Era grave delito en mi tiempo romper de noche la clausura y tomar de día la capa y la gorra [embozado el rostro para no ser reconocido]; y todas las noches y los días quebrantaba a rienda suelta estos preceptos. Mi cuarto más parecía garito de ladrón que aposento de estudiante, porque en él no había más que envoltorios de sogas, espadas de esgrima, martillos, barrenos y estacones. Di en hurtar al rector y colegiales las frutas, los chorizos y otros repuestos comestibles que guardaban en la despensa y en sus cuartos. Gracias a Dios que me contuve en ser ratero de estas golosinas; porque los deseos de enredar, reír y burlarme eran desesperados, que fue providencia del cielo no acabar en vicio execrable lo que empezó por huelga tolerada. 

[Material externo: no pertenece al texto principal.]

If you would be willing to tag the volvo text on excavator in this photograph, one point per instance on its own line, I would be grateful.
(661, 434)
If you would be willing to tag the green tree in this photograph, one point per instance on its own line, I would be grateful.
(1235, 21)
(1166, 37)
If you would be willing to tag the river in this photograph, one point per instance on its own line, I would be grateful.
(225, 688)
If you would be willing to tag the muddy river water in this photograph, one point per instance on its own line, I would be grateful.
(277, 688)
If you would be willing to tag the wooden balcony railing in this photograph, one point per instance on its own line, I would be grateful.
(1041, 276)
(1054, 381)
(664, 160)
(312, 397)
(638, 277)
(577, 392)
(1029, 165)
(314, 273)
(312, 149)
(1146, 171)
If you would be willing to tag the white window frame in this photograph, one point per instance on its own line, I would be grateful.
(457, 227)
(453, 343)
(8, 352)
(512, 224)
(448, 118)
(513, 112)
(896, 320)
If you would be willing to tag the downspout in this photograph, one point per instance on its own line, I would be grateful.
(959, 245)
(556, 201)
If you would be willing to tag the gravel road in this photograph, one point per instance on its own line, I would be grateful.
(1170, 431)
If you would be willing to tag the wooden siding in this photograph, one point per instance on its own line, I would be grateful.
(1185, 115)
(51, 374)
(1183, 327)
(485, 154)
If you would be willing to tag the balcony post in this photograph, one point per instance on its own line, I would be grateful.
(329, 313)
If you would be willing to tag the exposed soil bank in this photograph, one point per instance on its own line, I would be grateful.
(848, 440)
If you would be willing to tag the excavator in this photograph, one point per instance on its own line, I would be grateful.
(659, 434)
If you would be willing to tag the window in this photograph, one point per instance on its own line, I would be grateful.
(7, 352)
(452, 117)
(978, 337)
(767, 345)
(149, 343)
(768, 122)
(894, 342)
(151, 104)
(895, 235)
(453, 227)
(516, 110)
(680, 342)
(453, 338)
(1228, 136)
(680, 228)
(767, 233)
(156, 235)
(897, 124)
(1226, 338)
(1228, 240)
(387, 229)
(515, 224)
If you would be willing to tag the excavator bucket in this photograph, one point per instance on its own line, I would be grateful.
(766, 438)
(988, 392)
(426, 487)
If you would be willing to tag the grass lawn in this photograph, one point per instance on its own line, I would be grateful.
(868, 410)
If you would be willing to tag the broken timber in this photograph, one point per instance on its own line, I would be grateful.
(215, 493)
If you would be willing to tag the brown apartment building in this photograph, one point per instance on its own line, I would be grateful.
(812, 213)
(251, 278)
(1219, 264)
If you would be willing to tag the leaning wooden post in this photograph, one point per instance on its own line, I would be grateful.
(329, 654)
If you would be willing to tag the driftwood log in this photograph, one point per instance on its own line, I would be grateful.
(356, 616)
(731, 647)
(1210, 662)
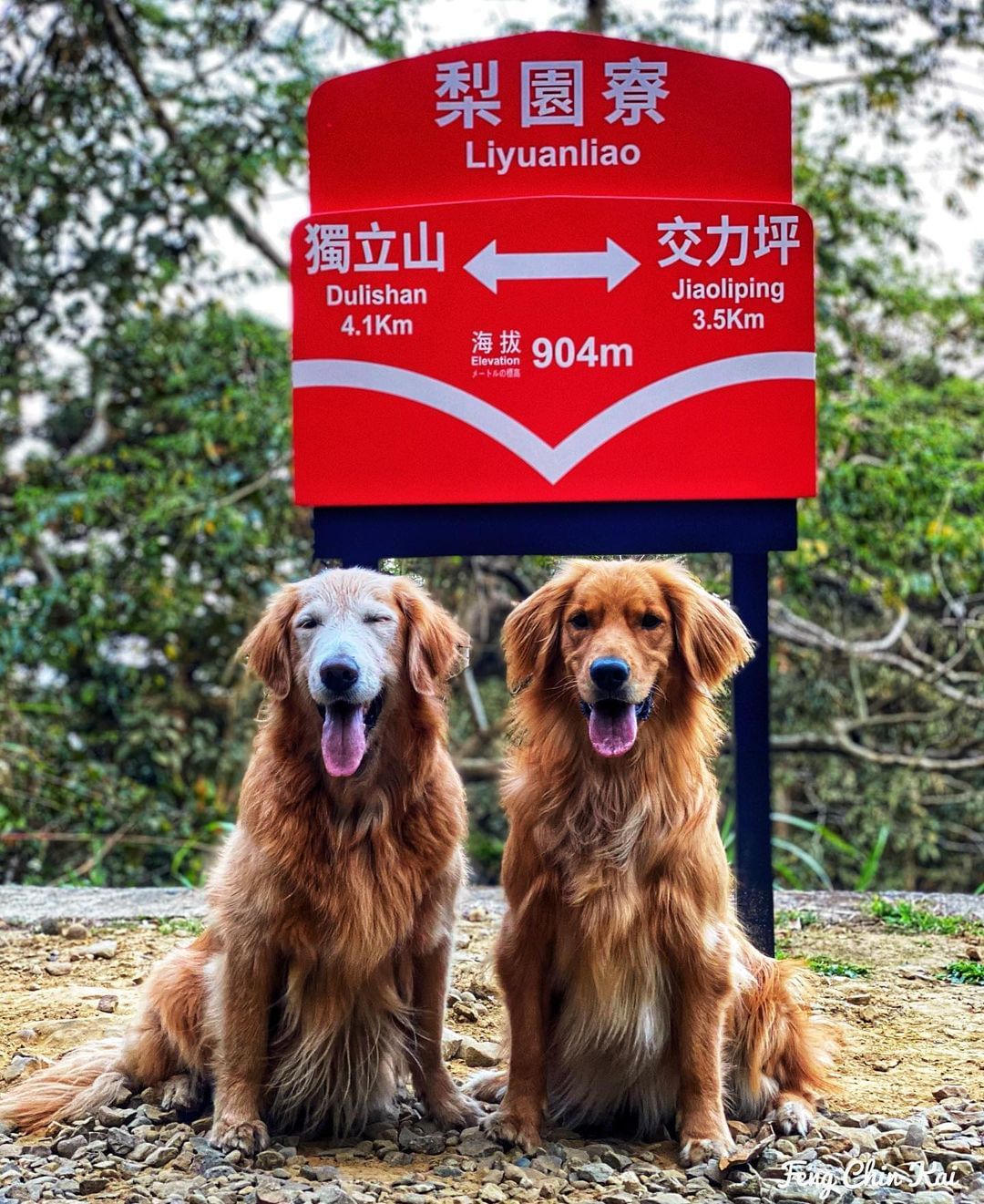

Las trazas, las ideas y las invenciones de que yo usé para hacer estos hurtillos y abrir las puertas para huir de la sujeción y la clausura no las quiero declarar, porque el manifestarlas más sería proponer vicios que imitasen los lectores incautos que referir pueriles travesuras. Lo que puedo asegurar es que en las vidas de Dominico Cartujo, Pedro Ponce y otros [bandidos] ahorcados, no se cuentan ardides ni mañas tan extravagantes ni tan risibles como las que inventaba mi ociosidad y mi malicia. En la memoria de mis coetáneos duran todavía muchos sucesos que se recuerdan muchas veces en su tertulias. El que los quisiere saber, acuda a sus noticias, que las relaciones pasajeras de una conversación no deja[n] tan perniciosos deseos en los espíritus como las que introducen las hojas de un impreso. Acompañábanme a estas picardigüelas unos amigos forasteros y un confidente de mi proprio paño, tan revoltosos, maniáticos y atrevidos los unos como los otros. Callo sus nombres, porque ya están tan enmendados que unos se sacrificaran a ser obispos y otros a consejeros de Castilla, y no les puede hacer buena sombra la crianza que tuvieron conmigo treinta años ha. En todo cuanto tenía aire de locura, descuaderno y disolución ridícula nos hallábamos siempre muy unidos, prontos, alegres y conformes. Hicimos compañía con los toreros y, amadrigados [en comandita] con esta buena gente, fuimos indefectibles alegradores en las novilladas y torerías que son frecuentes en las aldeas de Salamanca. 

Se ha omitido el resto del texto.